Несомненно и неоспоримо, Достоевский – гений, но это злой гений наш. Он изумительно глубоко почувствовал, понял и с наслаждением изобразил две болезни, воспитанные в русском человеке его уродливой историей, тяжкой и обидной жизнью: садистическую жестокость во всем разочарованного нигилиста и – противоположность ее – мазохизм существа забитого, запуганного, способного наслаждаться своим страданиием, не без злорадства однако рисуясь им пред всеми и пред самим собой… Главный и наиболее тонко понятый Достоевским человек – Федор Карамазов, бесчисленно – и частично и в целом – повторенный во всех романах «жестокого таланта». Это – несомненно русская душа, бесформенная и пестрая, одновременно трусливая и дерзкая, а прежде всего – болезненно злая: душа Ивана Грозного, Салтычихи, помещика, который травил собаками мужика… Очень искаженная душа, и любоваться в ней – нечем.

<…>

Нам больше, чем кому-либо, необходимо духовное здоровье, бодрость, вера в творческие силы разума и воли.

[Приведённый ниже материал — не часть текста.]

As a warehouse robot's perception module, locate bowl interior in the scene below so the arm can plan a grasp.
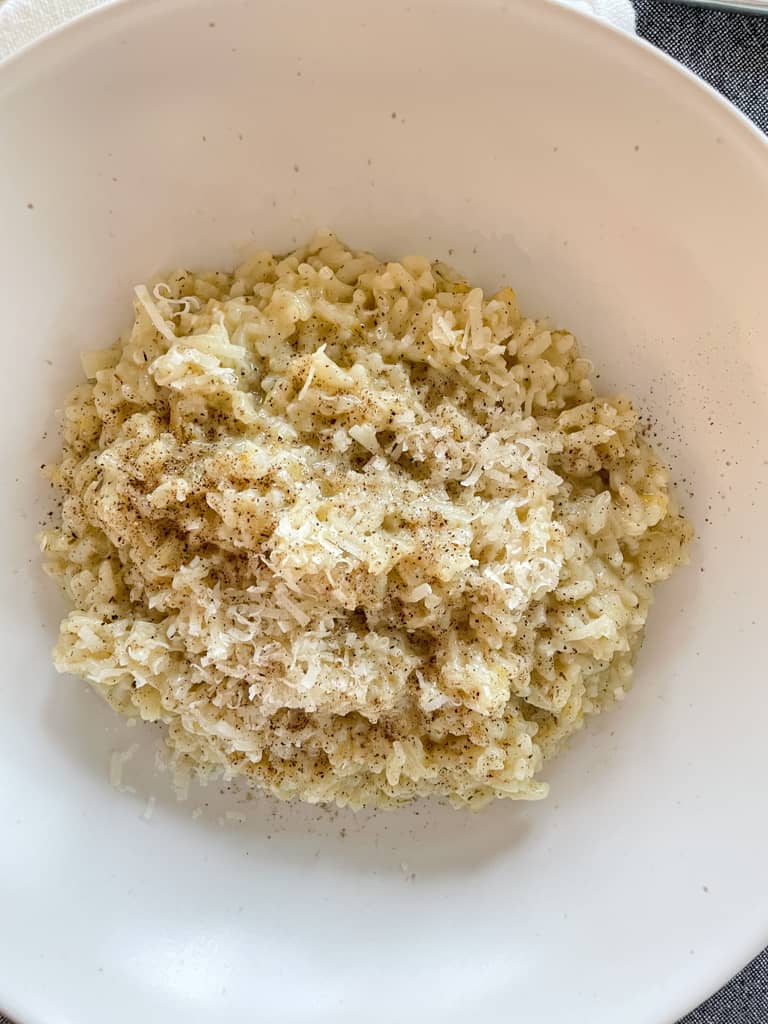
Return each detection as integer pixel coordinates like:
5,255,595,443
0,0,768,1024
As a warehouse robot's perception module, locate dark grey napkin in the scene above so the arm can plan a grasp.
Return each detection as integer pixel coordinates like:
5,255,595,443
0,6,768,1024
634,0,768,1024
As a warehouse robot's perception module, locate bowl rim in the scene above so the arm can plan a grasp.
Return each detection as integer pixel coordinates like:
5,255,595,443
0,0,768,1024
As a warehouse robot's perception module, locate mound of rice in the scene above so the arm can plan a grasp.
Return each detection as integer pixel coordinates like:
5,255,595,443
42,234,690,807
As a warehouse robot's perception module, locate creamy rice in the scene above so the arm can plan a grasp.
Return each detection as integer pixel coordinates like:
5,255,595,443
43,234,690,807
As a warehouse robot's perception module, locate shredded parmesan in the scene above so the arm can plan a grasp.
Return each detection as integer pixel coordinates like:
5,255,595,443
42,234,690,806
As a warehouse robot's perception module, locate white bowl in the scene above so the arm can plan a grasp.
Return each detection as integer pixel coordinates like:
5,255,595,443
0,0,768,1024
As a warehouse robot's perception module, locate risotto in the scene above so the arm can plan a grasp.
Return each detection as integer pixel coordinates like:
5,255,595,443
42,234,690,808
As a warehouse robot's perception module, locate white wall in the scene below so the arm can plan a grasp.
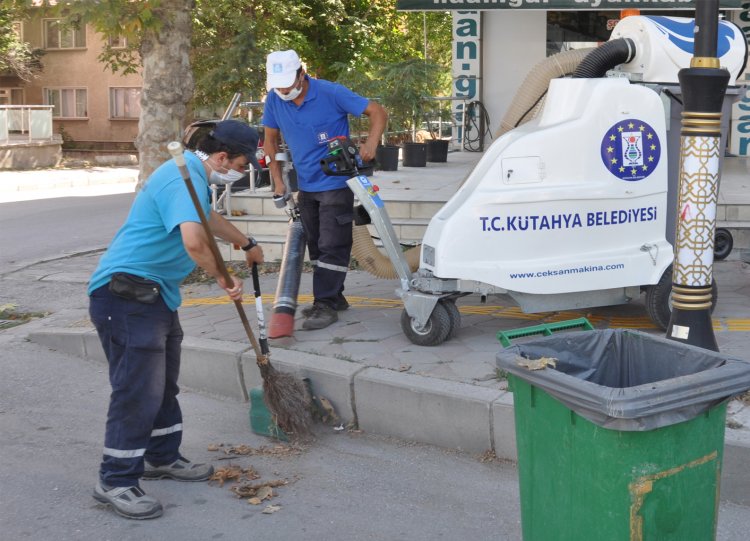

Лев Троцкий в статье «Кое-что о философии “сверхчеловека”», опубликованной в 1909 г., вскоре после смерти Ницше, тоже находит немало общего между немецким философом и русским писателем-социалистом:

В нашей литературе уже несколько раз сравнивали Горького с Ницше. Сразу может показаться странным такое сопоставление, что общего между певцом самых униженных и оскорбленных, последних из последнейших, – и апостолом «сверхчеловека»? Есть между ними, конечно, громадная разница, но сходства между ними гораздо больше, чем это может показаться с первого взгляда. Во-первых, герои Горького, по замыслу и, отчасти, по изображению их автора, вовсе не униженные и оскорбленные, не последние из последнейших, – они тоже своего рода «сверхчеловеки». Многие из них – даже большинство – очутились в своем положении вовсе не потому, что они пали побежденными в ожесточенной общественной борьбе, которая раз навсегда вышибла их из колеи, нет, они сами не могли примириться с узостью современной общественной организации, с ее правом, моралью и прочим и «ушли» из общества. Во-вторых, эта группа «живя вне общества, хотя и на его территории и на счет его, она ищет оправдания своему существованию в сознании своего превосходства над членами организованного общества. Оказывается, что рамки этого общества слишком узки для ее членов, одаренных от природы исключительными, чуть-чуть не «сверхчеловеческими» особенностями. Тут мы имеем дело с таким же протестом против норм современного общества, какой выходил из-под пера Ницше. <…> Мимоходом заметим еще одну черту, общую названным писателям: это – уважение, которое оба они питают к «сильным людям». Горький прощает человеку всякий поступок отрицательного (даже для него, для Горького) характера, если он вызван рвущейся наружу силою. Он рисует эти поступки с такой любовью и так красиво, что даже читатель, стоящий на совершенно другой точке зрения, готов увлечься и залюбоваться «силою»… Таков старик Гордеев и некоторые другие герои Горького [ТРОЦКИЙ Л.(I)].